Les congés sont fixés en concertation avec l’établissement. Il ne me paraît pas du tout réaliste d’envisager que les établissements hospitaliers laissent les PH prendre plusieurs semaines de congés pour échapper à leurs obligations vaccinales. D’autant plus qu’il y a de fortes chances que le pass sanitaire soit prolongé après le 15 novembre. J’imagine que les établissements ne seront pas en mesure de laisser leurs salariés en congés aussi longtemps.

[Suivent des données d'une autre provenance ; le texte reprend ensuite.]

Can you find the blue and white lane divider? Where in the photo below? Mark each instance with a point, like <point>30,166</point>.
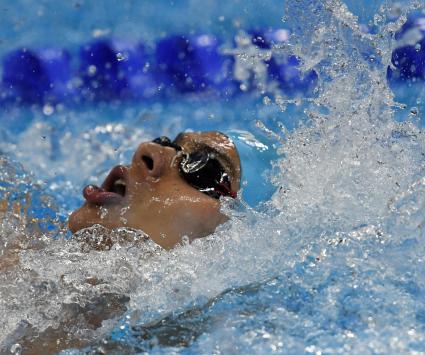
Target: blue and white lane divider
<point>106,69</point>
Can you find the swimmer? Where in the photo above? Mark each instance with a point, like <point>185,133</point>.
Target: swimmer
<point>170,190</point>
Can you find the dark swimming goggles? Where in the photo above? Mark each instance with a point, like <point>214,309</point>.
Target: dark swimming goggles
<point>202,170</point>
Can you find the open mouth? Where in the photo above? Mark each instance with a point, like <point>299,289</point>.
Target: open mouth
<point>112,190</point>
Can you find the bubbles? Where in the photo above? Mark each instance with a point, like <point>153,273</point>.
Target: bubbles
<point>333,262</point>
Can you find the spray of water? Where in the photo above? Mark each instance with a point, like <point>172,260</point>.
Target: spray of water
<point>333,262</point>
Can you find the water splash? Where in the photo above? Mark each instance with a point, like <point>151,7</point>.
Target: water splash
<point>333,263</point>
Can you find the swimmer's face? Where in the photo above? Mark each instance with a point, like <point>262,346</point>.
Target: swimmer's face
<point>166,192</point>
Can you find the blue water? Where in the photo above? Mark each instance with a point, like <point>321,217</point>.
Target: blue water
<point>324,253</point>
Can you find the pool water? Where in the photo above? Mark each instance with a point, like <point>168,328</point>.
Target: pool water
<point>324,251</point>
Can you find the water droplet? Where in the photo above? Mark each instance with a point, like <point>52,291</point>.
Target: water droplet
<point>414,111</point>
<point>121,57</point>
<point>91,70</point>
<point>16,349</point>
<point>48,109</point>
<point>243,87</point>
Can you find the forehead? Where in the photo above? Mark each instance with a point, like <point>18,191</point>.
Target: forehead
<point>216,141</point>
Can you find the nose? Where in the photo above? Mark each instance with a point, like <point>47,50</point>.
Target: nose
<point>153,159</point>
<point>166,142</point>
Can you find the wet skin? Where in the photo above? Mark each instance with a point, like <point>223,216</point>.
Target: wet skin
<point>156,198</point>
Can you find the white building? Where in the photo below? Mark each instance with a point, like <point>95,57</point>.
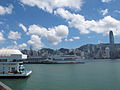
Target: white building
<point>11,54</point>
<point>7,65</point>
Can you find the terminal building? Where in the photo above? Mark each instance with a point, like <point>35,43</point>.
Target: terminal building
<point>11,54</point>
<point>10,66</point>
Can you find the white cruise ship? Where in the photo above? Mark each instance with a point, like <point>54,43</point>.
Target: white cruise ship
<point>9,66</point>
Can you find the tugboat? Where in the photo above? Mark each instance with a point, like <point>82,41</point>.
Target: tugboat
<point>10,65</point>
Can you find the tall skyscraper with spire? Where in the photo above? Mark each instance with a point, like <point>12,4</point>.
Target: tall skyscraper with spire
<point>111,36</point>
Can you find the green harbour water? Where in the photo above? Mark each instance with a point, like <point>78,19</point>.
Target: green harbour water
<point>98,75</point>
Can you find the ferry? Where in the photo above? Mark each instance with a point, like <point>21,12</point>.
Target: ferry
<point>66,57</point>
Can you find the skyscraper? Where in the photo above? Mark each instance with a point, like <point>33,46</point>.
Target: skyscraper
<point>111,36</point>
<point>112,50</point>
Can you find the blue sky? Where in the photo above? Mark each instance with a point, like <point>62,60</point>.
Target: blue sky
<point>57,23</point>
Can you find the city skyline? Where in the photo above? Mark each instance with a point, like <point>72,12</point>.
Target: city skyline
<point>47,24</point>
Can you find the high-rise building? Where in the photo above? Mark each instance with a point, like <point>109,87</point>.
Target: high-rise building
<point>111,37</point>
<point>112,50</point>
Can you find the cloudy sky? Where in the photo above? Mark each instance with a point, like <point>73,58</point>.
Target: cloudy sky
<point>57,23</point>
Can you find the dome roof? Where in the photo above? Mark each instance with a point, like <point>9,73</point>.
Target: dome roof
<point>8,52</point>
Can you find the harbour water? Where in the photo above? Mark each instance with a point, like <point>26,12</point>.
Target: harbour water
<point>97,75</point>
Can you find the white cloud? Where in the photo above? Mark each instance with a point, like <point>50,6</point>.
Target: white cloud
<point>6,10</point>
<point>1,37</point>
<point>106,1</point>
<point>117,11</point>
<point>23,27</point>
<point>15,46</point>
<point>14,35</point>
<point>37,30</point>
<point>86,26</point>
<point>76,37</point>
<point>104,12</point>
<point>35,41</point>
<point>50,5</point>
<point>71,39</point>
<point>54,35</point>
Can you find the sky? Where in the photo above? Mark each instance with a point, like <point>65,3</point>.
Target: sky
<point>57,23</point>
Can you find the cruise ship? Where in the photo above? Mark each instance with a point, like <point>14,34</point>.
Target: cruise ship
<point>9,64</point>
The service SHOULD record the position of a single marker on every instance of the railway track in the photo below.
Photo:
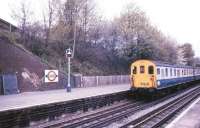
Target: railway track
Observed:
(106, 117)
(161, 115)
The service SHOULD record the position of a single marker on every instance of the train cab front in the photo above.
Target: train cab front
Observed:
(143, 76)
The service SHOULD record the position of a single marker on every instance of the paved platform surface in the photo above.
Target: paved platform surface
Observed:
(189, 118)
(28, 99)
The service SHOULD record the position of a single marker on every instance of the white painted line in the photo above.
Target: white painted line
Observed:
(182, 114)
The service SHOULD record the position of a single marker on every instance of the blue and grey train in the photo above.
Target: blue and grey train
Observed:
(154, 75)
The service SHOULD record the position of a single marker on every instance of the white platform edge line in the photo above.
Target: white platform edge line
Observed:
(182, 114)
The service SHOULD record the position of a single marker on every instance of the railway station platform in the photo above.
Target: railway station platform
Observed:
(39, 98)
(189, 118)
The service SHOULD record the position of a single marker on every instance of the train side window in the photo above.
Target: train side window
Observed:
(150, 70)
(166, 71)
(134, 70)
(170, 71)
(178, 72)
(162, 72)
(142, 69)
(158, 71)
(174, 72)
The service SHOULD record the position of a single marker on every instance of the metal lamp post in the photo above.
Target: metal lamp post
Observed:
(68, 54)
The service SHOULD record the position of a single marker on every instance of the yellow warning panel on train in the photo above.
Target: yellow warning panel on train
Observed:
(51, 76)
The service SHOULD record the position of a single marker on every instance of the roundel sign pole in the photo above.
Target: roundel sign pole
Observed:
(68, 54)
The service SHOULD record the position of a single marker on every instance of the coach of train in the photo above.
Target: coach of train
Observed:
(154, 75)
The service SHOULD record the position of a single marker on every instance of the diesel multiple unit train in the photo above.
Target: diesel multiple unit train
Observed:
(152, 75)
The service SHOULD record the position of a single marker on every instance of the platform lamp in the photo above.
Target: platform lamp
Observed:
(68, 54)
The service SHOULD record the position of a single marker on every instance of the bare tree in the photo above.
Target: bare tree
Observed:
(22, 15)
(48, 19)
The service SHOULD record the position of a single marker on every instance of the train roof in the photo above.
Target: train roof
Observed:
(166, 64)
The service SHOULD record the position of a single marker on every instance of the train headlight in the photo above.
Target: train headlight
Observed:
(158, 83)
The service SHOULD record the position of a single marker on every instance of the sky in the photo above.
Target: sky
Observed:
(180, 19)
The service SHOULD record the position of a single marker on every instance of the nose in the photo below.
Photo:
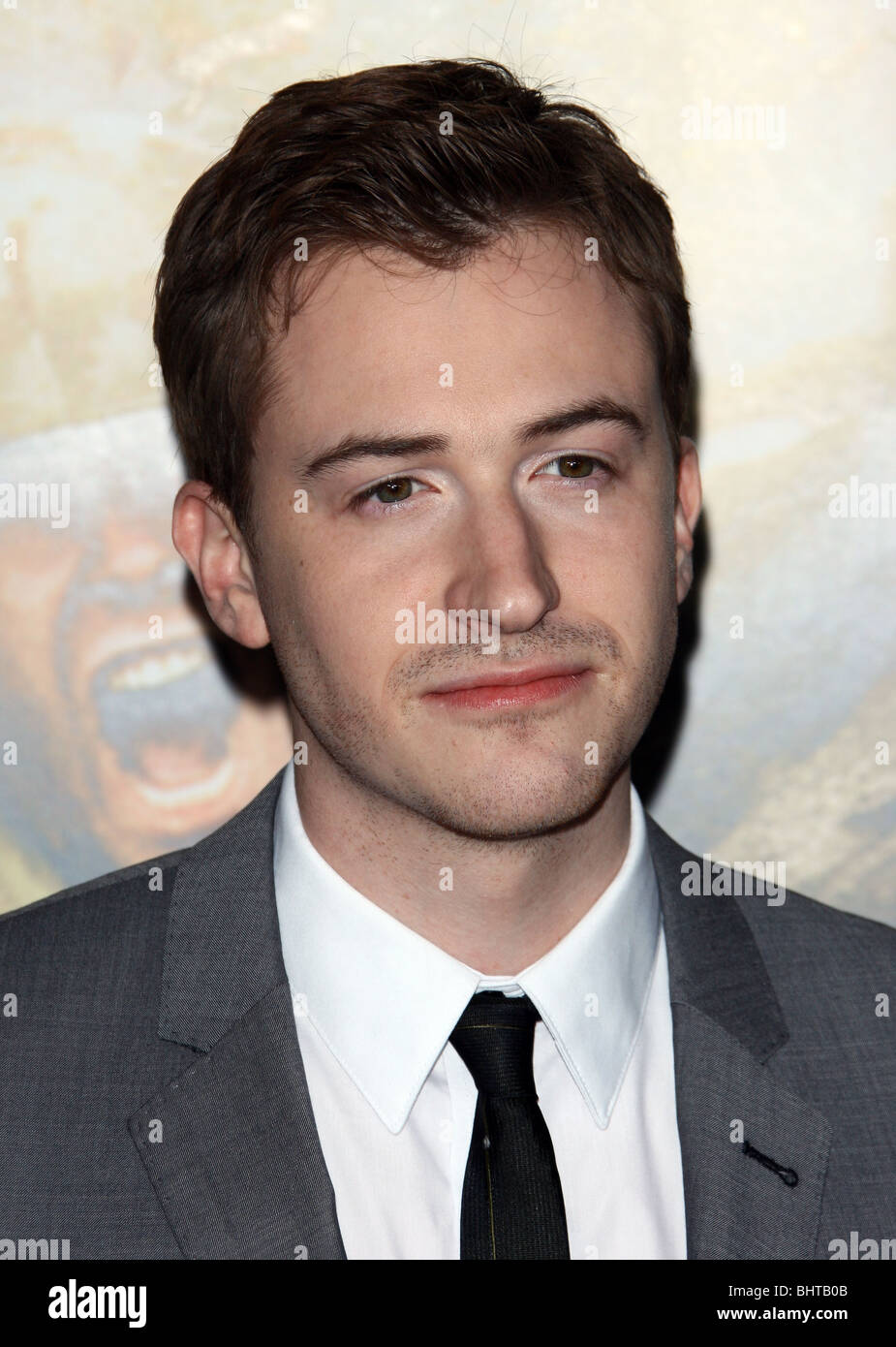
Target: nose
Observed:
(502, 566)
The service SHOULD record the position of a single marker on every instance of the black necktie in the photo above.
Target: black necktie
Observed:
(512, 1199)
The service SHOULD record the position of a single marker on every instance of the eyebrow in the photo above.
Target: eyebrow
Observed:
(354, 448)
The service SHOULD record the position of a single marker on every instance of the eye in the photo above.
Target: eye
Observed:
(392, 501)
(582, 466)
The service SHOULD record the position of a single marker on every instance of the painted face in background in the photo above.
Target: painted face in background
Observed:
(492, 521)
(133, 738)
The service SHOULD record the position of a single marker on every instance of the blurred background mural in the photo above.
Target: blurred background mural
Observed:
(128, 729)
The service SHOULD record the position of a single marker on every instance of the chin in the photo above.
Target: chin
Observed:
(500, 812)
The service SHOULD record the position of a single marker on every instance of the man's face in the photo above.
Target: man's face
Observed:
(491, 523)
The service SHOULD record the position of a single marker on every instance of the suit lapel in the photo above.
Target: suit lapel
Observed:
(727, 1025)
(231, 1146)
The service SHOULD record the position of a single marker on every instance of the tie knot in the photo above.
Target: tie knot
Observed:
(495, 1037)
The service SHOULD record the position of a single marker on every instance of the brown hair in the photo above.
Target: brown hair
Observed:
(361, 161)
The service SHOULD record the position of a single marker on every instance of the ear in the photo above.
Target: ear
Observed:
(688, 508)
(210, 543)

Dans le cadre du contrôle de cette obligation vaccinale, des établissements ont choisi de « court-circuiter la médecine du travail en imposant à leurs employés de transmettre directement à leur direction leurs certificats (vaccination, contre-indication, rétablissement) », dénonçait mi-septembre le SNPHARe. Est-ce que cela pourrait remettre en cause le secret médical à terme ?
En principe, les informations liées à la vaccination sont soumises au secret médical, donc l’employeur ne devrait pas savoir si les salariés sont vaccinés ou pas. Le secret médical est un droit subjectif. Celui qui en est titulaire, à savoir l’individu, est le seul susceptible de le lever. Il peut décider de lever le secret médical et de révéler sa situation vaccinale à son employeur. Dans ce cas, on ne peut pas vraiment considérer qu’il y a violation du secret médical.
Si des établissements demandent de façon autoritaire qu’on envoie des justificatifs de vaccination à la direction et non à la médecine du travail, il y a certainement des questions à se poser. Mais si le salarié donne son accord et transmet les informations à son employeur, on ne pourra pas reprocher à la direction d’un établissement d’avoir remis en cause le secret médical.